The digital root of the problem expression will be the digital root of the answer, because the answer IS the problem expression. They're the same number, just with all the pieces jumbled up. Comparing against digital roots of answer choices will usually eliminate most of the wrong answers. Any remaining wrong answers tend to be obviously wrong. 2 + 2 != 13 obviously.

Can you give an example? I am intrigued, although suspect you are making a joke!
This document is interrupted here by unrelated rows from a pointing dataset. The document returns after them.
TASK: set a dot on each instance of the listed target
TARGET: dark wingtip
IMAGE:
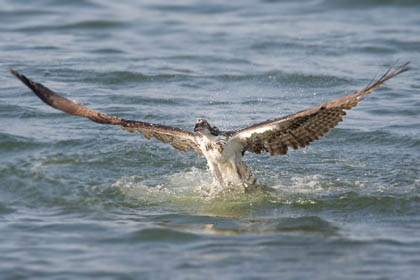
(21, 77)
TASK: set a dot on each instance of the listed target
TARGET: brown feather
(180, 139)
(301, 129)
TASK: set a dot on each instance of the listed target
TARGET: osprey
(223, 150)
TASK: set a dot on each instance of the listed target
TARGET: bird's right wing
(179, 139)
(301, 129)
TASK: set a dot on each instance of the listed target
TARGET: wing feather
(302, 128)
(180, 139)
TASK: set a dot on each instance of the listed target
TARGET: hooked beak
(198, 127)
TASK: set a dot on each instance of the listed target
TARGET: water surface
(79, 200)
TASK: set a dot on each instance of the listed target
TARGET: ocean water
(79, 200)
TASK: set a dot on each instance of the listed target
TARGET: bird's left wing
(302, 128)
(180, 139)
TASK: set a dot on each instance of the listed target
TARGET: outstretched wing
(180, 139)
(301, 129)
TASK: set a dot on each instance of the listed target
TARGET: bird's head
(202, 126)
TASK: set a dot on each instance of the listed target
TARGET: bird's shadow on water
(184, 204)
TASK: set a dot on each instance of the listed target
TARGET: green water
(79, 200)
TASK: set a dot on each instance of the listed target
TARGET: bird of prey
(223, 150)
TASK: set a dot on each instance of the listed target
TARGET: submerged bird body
(224, 150)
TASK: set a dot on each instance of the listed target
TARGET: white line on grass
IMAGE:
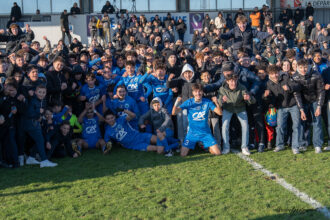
(301, 195)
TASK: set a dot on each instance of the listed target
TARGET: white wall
(79, 26)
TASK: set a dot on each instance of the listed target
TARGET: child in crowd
(118, 129)
(281, 93)
(199, 130)
(91, 135)
(233, 98)
(30, 125)
(161, 123)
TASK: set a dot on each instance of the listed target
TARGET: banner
(196, 21)
(315, 3)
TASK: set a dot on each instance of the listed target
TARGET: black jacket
(109, 9)
(278, 97)
(16, 12)
(14, 41)
(243, 39)
(311, 88)
(54, 82)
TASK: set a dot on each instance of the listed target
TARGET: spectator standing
(309, 10)
(229, 22)
(309, 25)
(92, 27)
(168, 20)
(106, 27)
(284, 17)
(181, 28)
(108, 8)
(255, 18)
(220, 22)
(290, 13)
(240, 12)
(206, 22)
(75, 9)
(298, 15)
(15, 12)
(64, 20)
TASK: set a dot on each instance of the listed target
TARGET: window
(224, 4)
(236, 4)
(142, 5)
(162, 5)
(7, 5)
(59, 5)
(30, 6)
(254, 3)
(202, 5)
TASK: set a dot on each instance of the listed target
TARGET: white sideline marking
(301, 195)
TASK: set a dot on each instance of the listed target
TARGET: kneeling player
(199, 129)
(119, 130)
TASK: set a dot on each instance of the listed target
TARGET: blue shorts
(91, 142)
(191, 140)
(141, 142)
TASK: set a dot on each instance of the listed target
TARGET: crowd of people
(253, 83)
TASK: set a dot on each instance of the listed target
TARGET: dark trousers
(33, 129)
(256, 122)
(61, 147)
(67, 32)
(181, 36)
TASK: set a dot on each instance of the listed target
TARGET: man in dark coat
(15, 12)
(15, 37)
(64, 20)
(108, 8)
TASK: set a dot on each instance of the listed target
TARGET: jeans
(328, 115)
(317, 125)
(106, 34)
(214, 124)
(255, 117)
(282, 119)
(61, 146)
(182, 124)
(33, 129)
(243, 119)
(67, 32)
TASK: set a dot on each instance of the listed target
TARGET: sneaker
(261, 148)
(318, 150)
(295, 151)
(269, 145)
(245, 151)
(4, 164)
(326, 148)
(169, 154)
(251, 146)
(277, 149)
(31, 161)
(107, 147)
(225, 151)
(21, 160)
(47, 163)
(76, 148)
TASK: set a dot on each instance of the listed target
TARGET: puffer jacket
(183, 85)
(159, 120)
(278, 97)
(14, 41)
(243, 39)
(235, 102)
(311, 88)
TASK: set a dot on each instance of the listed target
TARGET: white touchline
(301, 195)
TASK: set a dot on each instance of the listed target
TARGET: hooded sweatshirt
(159, 120)
(184, 85)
You can check the properties of digital roots on wikipedia:

https://en.wikipedia.org/wiki/Digital_root#Properties

Example from ASVAB practice math test:

(x+4)(x+4) =

A. x^2+16x+8

B. x^2+16x+16

C. x^2+8x+16

D. x^2+8x+8

Since we don't have to solve for X in this problem, we can just assume x is 1, which would make the digital root of the problem expression 7. Assuming x = 1, the digital roots of A, B, C and D are 7, 6, 7 and 8 respectively. C is the answer because its last term is the square of 4.

Perhaps I am being dumb, but I don't see what the digital root brings to this.

You can do the same thing without the digital root. substitute 1 into all the possible answers gives: A: 25 B: 33 C: 25 D: 17

Substitute 1 into the question gives 25. Therefore only A and C are possible answers and it must be C because 4*4 = 16

This is the same process as your answer but without the digital root!

Agreed. The real trick here is knowing that, since we don't need to find x, we can sub in an arbitrary x and do the comparison numerically instead of algebraically.

Of course there's a tiny chance that one of the other equations would be equal at your arbitrary x value. If so and you get two 'right' answers just try again with a different x.

It is the DeMillo-Lipton-Schwartz–Zippel lemma

If two polynomials evaluate to equal numbers with random variables values, the polynomials are almost certainly equal themselves

Ofc, x = 0 and x = 1 are hardly random

I suppose such is possible without digital roots. Let's try the same problem, but this time we'll multiply our constants by 3,571:

(x + 14284) (x + 14284)=

A: x^2 + 204032656x + 28568

B: x^2 + 204032656x + 204032656

C: x^2 + 28568x + 204032656

D: x^2 + 204032656x + 204032656

The digital root of the problem expression is 4. The digital roots of A, B, C and D are 4, 6, 4 and 3 respectively. The digital root of the square of 14284 is 1, and the digital roots of the last term of A and C are 2 and 1, respectively. The answer is C.

Of course, it is quicker just to multiply and add the last digit of the constant to find the only possible answer (or count digits to get an order of magnitude estimate, which will also show C as the only possible answer).

When a problem of this form uses big enough numbers to warrant a shortcut, digital root is almost always a suboptimal shortcut.

Yes you are the heuristics master!

Maybe is case of large numbers you can compute digital root easier than the answer.

For example, 25 * 26 = 650, digital root 2. Or take digital root of 25 and 26 first, get 7 * 8 = 56, same digital root 2.

This is true, but in many cases amounts to reducing the problem to a more time consuming problem, though one that requires less knowledge. On timed tests, this can be a big negative.